Se questo è l’andazzo può ben comprendersi perché le riforme dei partiti e della carta costituzionale siano ritenute lontane da venire un po’ da tutti i protagonisti della scena nazionale. Un’abitudine a lasciare le cose come stanno e che il gioco delle parti, camuffato da confronto, possa riservare, in futuro, diversa sorte a chi oggi si ritrova relegato tra i banchi della minoranza. Uno degli argomenti del quale poco si parla e che il cittadino comune pressoché ignora, è quello dell’autonomia regionale, ovvero quel complesso di prerogative e funzioni che lo Stato assegna agli enti locali in taluni ambiti amministrativi. Le regioni, entrate in servizio nel lontano 1970, non erano ben viste nel tempo in cui la politica aveva una propria caratura ed una significativa autorevolezza nelle gestione della cosa pubblica. Esse, con il trascorrere degli anni, sono diventate, come temevano molti padri costituenti (contrari a quell’istituto), dei veri e propri centri moltiplicatori di spesa, infarciti, al Sud, di decine di migliaia di dipendenti quasi tutti “raccomandati”. In particolare la Sanità è diventata una sorta di vestito di Arlecchino con il ginepraio di norme diverse e di organizzazioni pletoriche ad essa collegate. Un sistema che si regge e sfrutta, da Roma in su, la mobilità passiva dei malati accolti nei grandi centri ospedalieri del Settentrione, a spese però delle regioni di provenienza. La stessa ripartizione del Fondo Sanitario Nazionale, ben 125 miliardi di euro, fa parti eguali tra diseguali non tenendo in alcun conto la diversa ricchezza pro capite prodotta dalle popolazioni. Ora il ministro Calderoli sta spingendo sull’accelerazione di un autonomia spinta per taluni regioni di per se stesse più ricche ed organizzate. Si tratta di un surrettizio modo affinché queste lascino in loco buona parte delle risorse e delle tasse esatte ad una popolazione con reddito più elevato. Pensiamo alle funzioni legate a settori come Sanità, Formazione professionale, Scuola, Urbanistica, Agricoltura e Lavori Pubblci che verrebbero delegate in loco. Un modifica sostanziale dell’unità della nazione, surrettiziamente trasformata in una specie di federazione di regioni. Un atto di furbizia e di egoismo politico amministrativo che aumenterà il divario tra il nord ed il Mezzogiorno.

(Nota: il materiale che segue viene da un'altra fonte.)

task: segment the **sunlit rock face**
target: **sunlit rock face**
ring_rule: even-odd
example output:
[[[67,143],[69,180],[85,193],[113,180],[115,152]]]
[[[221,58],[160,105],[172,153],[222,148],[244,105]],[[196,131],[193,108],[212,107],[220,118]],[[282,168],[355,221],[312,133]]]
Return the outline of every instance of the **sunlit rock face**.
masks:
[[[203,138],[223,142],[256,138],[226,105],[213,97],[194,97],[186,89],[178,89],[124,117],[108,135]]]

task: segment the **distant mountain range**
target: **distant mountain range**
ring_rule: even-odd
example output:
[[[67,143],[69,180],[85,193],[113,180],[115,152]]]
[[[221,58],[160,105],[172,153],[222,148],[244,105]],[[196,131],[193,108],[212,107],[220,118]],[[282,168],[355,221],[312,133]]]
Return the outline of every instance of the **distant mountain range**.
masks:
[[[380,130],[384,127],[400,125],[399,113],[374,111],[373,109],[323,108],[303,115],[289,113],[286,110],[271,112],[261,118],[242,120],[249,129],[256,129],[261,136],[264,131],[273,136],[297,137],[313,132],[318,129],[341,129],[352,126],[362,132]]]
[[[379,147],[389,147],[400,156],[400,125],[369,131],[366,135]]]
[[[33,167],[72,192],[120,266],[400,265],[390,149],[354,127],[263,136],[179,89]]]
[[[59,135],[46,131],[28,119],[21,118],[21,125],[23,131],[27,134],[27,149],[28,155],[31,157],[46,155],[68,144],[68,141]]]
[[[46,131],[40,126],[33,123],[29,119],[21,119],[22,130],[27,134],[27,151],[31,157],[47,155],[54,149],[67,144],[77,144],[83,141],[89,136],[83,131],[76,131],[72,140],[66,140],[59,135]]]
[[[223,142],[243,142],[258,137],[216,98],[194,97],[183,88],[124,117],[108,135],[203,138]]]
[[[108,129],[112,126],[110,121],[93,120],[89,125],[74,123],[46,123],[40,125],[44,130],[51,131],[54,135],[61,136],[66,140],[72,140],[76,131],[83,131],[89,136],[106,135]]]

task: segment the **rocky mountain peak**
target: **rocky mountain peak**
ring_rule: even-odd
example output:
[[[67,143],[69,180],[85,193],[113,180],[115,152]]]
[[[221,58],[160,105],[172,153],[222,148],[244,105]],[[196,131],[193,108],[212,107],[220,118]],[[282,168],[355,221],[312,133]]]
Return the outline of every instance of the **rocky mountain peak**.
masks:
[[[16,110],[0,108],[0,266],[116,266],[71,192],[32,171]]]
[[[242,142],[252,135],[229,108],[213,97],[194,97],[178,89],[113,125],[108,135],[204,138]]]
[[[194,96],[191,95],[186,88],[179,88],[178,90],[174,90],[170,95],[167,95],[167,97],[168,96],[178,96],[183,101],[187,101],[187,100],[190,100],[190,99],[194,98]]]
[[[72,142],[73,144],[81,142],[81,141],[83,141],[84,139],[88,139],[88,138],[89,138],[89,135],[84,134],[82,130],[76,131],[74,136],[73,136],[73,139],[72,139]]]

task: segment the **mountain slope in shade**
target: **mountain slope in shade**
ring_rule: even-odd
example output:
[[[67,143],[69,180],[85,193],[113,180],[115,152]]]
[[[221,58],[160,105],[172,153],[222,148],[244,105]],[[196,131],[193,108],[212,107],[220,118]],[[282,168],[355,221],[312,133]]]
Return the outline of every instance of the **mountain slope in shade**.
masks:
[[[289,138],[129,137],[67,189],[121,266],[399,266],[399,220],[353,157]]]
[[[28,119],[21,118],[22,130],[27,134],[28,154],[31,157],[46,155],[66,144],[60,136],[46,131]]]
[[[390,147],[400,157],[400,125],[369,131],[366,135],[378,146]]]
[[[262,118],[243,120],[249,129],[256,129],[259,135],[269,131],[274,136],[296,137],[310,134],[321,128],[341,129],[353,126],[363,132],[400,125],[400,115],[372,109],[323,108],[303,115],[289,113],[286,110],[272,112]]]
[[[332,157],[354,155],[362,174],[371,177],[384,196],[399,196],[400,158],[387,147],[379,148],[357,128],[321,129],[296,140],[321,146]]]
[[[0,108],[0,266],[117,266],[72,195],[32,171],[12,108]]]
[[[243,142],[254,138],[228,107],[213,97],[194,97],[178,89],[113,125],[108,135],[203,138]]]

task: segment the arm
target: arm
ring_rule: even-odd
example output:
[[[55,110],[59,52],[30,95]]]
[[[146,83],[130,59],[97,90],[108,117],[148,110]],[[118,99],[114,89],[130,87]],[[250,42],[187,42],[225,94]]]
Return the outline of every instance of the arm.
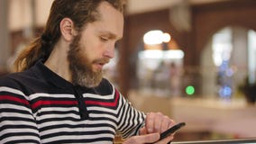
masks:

Ebbene, a tale impostazione – già approvata, in linea di principio, dai seguaci della Sinistra – sembra volersi opporre Fratelli d’Italia, il partito del presidente del Consiglio Meloni, notoriamente a forte ispirazione e trazione unitaria e nazionale. Lo fa, sia ben chiaro, per non snaturare se stesso. Ed allora, che dire? brava Giorgia!!